Ensuite, les Intel, c'est le genre de mac que tu va facilement trouver bradés pendant longtemps. Je doute qu'ils prennent une quelconque valeur. Au pire, certains Mac Pro qui peuvent être utile aux professionnels. Mais là, c'est plus pour avoir sous la main une machine performante pour en réparer une autre.


----------



## flotow (1 Octobre 2021)

Pascal 77 a dit:


> un MBP 17 pouces de première génération (2006, ceux limités à 3 Go de Ram), […] *ils ne sont pas plus dans ma collection pour leur valeur* que mon Duo 230 de 1992


un MBP 17 de compétition !


Pascal 77 a dit:


> Je n'ai pas plus investi que ça dans ma collection, celui que j'ai payé le plus cher, c'est le Duo 230, payé 10 € sur une brocante, les autres proviennent de dons, et le jour où je voudrais me séparer de ma collection, je la donnerais à une association lyonnaise (ancienne A.U.G.) avec laquelle j'entretiens d'excellents rapports.


@melaure tu ne sais pas ce qui t’attends …
@Pascal 77 : 10 euros, voilà ce que j’aurais pu gagner !


----------



## Anthony (1 Octobre 2021)

gwen a dit:


> Le jour où les Mac Intel seront collector est loin d'être là. Je suis même certain que les PPC et les Macs M1 seront plus collector que n'importe quel Intel. Ces Macs sont d'une banalité affligeante et sans grand intérêt. Les iMac M1 de toutes les couleurs risquent d'être plus recherchés d’ici 10 ans avant les Intel.

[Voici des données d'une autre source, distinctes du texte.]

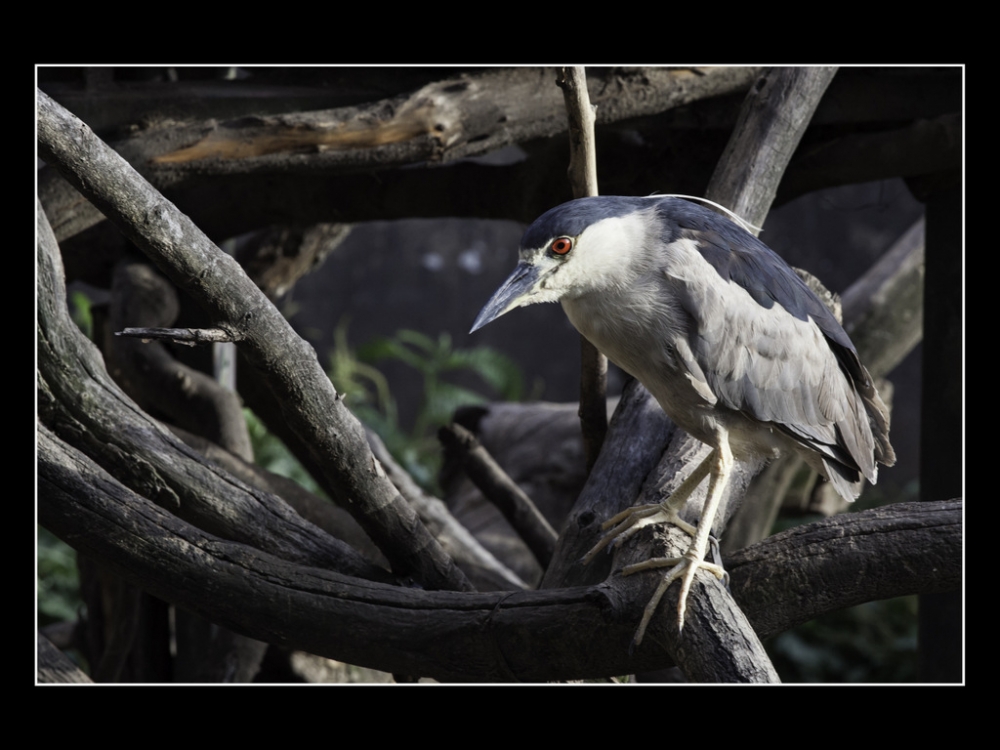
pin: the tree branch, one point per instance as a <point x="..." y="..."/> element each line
<point x="312" y="407"/>
<point x="501" y="636"/>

Je me demande aussi à quel point la généralisation des machines portables, et des composants soudés, ne va pas faire son effet. J’ai conservé en tout et pour tout deux machines portables : un PowerBook G3 Wall Street avec une valise d’accessoires, et un PowerBook G4 avec sa boite originale. (Et encore, le G4 est à vendre, si d’ailleurs quelqu’un est intéressé qu’il me fasse signe.)

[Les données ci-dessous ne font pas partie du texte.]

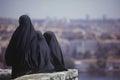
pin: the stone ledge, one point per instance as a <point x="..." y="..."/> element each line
<point x="71" y="74"/>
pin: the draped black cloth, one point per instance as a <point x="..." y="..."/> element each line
<point x="56" y="52"/>
<point x="27" y="51"/>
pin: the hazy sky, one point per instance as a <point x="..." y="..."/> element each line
<point x="60" y="8"/>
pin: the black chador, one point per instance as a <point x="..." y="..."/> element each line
<point x="27" y="51"/>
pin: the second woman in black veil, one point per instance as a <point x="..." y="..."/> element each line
<point x="28" y="52"/>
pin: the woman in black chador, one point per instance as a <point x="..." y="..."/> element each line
<point x="28" y="51"/>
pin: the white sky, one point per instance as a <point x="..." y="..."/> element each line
<point x="60" y="8"/>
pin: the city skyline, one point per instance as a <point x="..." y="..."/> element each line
<point x="71" y="9"/>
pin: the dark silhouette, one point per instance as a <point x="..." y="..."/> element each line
<point x="28" y="51"/>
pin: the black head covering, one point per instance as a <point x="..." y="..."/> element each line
<point x="22" y="53"/>
<point x="56" y="52"/>
<point x="44" y="59"/>
<point x="22" y="46"/>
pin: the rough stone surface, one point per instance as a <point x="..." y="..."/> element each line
<point x="71" y="74"/>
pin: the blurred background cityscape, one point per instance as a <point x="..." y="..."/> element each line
<point x="88" y="32"/>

Je me suis débarrassé des machines plus anciennes, que je ne peux plus utiliser à des fins récréatives, du moins pas sans m’arracher les cheveux. Je ne compte absolument pas conserver de machine plus récente, parce que je veux pouvoir retirer les batteries avant qu’elles ne foutent le feu à mon appart et remplacer les composants défectueux. Les batteries originales du G3 sont déminées, et son disque a été remplacé par une carte CF pour mes usages récréatifs. La batterie originale et de remplacement du G3 sont à l’observation, et son disque a été remplacé par un SSD. (Les disques des deux machines ont été conservés.)

Perso, ça me rend les machines récentes très désagréables. Je n’ai pas l’intention d’apprendre la micro-soudure, et les composants qu’elles emploient sont paradoxalement plus difficiles à trouver que les condos de nos vieilles machines ! Je connais peu de collectionneurs de Kleenex, du coup je suis vraiment curieux de voir quel public va collectionner ces machines, et dans quelles conditions surtout.


----------



## Powerdom (1 Octobre 2021)

Pascal 77 a dit:


> un MBP 17 pouces de première génération (2006, ceux limités à 3 Go de Ram),


J'ai encore le mien. Il y a bien longtemps que je ne l'ai pas démarré. Cette machine ne laissait personne indifférent !


----------